There are 13 trade paperback collections, collecting the entire periodical series. Kirkman said the initial printing of the first volume was about 10,000 copies and volume two released about 20,000 copies initially. “We’ve been working our way up. Now we sell 50,000 to 60,000 copies of a trade paperbacks in the first month.” Currently, Image said that initial print runs for trade paperback volumes are 100,000 copies.

Image told PWCW that they have sold more than 2 million copies of the trade paperback volumes across the 13-volume series and along with the periodical comics, the series has more than 3 million copies in print. The Walking Dead Compendium Vol. 1 ($59.99) collects 48 periodical issues and all the trade paperback volumes, weighing in at 1088 pages. Although Image declined to provide exact sales numbers for the Compendium edition, the massive book was first released in 2009 has sold tens of thousands of copies in the wake of the popularity of the TV show.

From the beginning the publisher, Image Comics, has been aggressive in marketing and promoting the series, Kirkman said. “There’s a sense that because we’re an indie house, that we just let the creators do all their own marketing, but there was tons of stuff done to get Walking Dead in front of retailers.” There were special photocopied galleys of each issue were sent out to retailers; online promotional initiatives and partnerships to promote the series.
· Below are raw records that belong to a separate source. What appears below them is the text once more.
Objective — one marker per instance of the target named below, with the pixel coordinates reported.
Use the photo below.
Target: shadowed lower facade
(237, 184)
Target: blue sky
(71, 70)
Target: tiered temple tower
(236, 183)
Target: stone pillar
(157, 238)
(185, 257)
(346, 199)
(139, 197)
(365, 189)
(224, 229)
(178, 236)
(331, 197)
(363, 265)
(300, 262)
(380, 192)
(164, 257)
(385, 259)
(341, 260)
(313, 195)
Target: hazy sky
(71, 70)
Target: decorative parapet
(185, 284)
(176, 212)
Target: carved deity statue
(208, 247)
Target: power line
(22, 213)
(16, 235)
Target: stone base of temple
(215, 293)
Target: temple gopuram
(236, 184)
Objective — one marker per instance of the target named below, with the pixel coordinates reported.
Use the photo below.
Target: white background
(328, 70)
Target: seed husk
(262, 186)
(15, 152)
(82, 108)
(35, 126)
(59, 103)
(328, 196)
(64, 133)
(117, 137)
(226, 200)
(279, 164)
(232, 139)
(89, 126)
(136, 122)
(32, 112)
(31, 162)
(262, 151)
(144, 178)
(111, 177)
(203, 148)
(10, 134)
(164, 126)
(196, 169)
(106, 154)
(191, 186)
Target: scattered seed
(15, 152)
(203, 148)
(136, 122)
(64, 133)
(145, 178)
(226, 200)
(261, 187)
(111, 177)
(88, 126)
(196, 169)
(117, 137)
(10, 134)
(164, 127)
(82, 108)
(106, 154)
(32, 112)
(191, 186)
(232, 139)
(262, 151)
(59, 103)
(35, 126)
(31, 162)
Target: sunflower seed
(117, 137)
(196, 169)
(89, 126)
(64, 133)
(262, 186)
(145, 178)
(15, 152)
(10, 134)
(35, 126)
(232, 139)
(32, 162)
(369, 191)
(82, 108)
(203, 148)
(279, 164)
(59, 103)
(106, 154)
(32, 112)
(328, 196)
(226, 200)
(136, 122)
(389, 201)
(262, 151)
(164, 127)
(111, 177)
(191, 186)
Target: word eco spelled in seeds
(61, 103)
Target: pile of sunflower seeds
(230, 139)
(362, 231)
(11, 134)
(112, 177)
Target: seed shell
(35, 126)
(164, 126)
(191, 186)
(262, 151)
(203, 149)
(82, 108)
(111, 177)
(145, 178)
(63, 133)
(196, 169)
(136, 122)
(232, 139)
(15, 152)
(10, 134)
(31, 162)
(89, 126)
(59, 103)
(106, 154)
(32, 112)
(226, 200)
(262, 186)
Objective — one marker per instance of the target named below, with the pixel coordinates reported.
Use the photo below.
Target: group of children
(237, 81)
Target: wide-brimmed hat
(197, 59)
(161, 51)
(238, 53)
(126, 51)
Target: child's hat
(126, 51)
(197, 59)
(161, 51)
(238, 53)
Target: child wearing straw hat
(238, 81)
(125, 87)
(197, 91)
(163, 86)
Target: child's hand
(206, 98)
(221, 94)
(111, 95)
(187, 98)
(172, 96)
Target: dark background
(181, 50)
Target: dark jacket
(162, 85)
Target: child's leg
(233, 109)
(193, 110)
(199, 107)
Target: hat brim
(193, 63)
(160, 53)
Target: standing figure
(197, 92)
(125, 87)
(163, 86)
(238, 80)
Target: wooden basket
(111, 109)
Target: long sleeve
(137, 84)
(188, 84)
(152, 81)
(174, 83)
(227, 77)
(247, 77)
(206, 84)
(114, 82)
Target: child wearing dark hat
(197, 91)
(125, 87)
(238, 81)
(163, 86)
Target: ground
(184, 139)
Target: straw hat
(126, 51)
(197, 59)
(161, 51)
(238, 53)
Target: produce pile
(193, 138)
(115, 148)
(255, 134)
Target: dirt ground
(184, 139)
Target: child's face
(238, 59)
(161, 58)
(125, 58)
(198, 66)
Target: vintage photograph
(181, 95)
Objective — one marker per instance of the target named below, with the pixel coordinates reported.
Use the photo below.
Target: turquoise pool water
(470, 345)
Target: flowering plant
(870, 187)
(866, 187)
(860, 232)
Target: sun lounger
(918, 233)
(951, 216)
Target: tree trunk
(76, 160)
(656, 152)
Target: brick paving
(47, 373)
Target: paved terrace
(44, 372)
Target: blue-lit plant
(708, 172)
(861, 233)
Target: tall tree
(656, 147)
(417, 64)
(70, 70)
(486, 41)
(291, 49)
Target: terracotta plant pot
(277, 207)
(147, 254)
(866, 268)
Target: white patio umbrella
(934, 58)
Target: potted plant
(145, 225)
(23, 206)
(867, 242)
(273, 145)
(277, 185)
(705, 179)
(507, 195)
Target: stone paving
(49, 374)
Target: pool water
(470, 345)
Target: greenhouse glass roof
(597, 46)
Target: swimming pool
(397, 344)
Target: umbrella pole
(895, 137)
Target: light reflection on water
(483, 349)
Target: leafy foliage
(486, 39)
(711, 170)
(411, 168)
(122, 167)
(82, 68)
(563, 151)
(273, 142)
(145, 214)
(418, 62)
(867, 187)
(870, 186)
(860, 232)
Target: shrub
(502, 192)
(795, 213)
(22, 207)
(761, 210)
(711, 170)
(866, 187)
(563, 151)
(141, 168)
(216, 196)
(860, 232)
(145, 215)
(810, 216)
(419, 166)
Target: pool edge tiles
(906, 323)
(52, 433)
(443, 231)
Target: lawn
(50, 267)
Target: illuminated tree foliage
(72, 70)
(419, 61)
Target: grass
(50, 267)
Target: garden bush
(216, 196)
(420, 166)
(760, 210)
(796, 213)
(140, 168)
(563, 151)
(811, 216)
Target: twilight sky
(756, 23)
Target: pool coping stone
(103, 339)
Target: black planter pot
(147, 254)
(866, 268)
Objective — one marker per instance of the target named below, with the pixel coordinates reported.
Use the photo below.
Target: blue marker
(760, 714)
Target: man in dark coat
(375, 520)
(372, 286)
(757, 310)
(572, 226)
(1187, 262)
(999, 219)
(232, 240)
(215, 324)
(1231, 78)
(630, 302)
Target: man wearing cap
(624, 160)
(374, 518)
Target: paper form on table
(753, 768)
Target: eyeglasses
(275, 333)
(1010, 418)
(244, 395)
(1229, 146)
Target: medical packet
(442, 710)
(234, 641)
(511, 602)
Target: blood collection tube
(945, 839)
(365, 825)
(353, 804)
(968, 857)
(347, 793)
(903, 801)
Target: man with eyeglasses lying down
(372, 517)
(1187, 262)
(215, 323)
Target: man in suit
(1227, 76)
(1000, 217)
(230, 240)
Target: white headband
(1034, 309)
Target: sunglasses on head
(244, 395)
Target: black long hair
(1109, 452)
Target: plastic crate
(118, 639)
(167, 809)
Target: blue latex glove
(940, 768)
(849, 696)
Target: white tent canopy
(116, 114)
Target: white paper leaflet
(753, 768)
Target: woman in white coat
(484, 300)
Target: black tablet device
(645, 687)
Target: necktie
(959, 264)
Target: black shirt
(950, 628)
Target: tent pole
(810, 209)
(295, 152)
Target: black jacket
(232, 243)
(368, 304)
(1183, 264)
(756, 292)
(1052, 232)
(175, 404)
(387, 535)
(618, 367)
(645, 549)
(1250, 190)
The first trade paperback volume (collecting issues 1-6) shipped the same day as issue #7 and Image has launched The Walking Dead Weekly, a reprint program that will release a reprint of every single issue periodical in the Walking Dead series; one each week. “If you just like traditional comic books you can go back and buy them,” said Kirkman.

Kirkman, who is the executive producer of the Walking Dead TV Show, is now at work on the second season of the show and discussed a bit of what happens when a hit comic books series is adapted. He said that for the TV show, he “...expanded the relationships of the all the characters. When the comic book started, it was early in my writing career and I didn’t really know if it would last. So I would take all my plot ideas and run succinctly through them all in the story very quickly.” However, now, Kirkman explained, “On TV we’ve slowed everything down and expanded on the characters.”

And while he told us to expect some surprises in Walking Dead plot as it is adapted to the screen, he emphasized that “I’m very committed to the comics medium. But for the sake of my own career and for my family, this TV show is just something I couldn’t pass up.”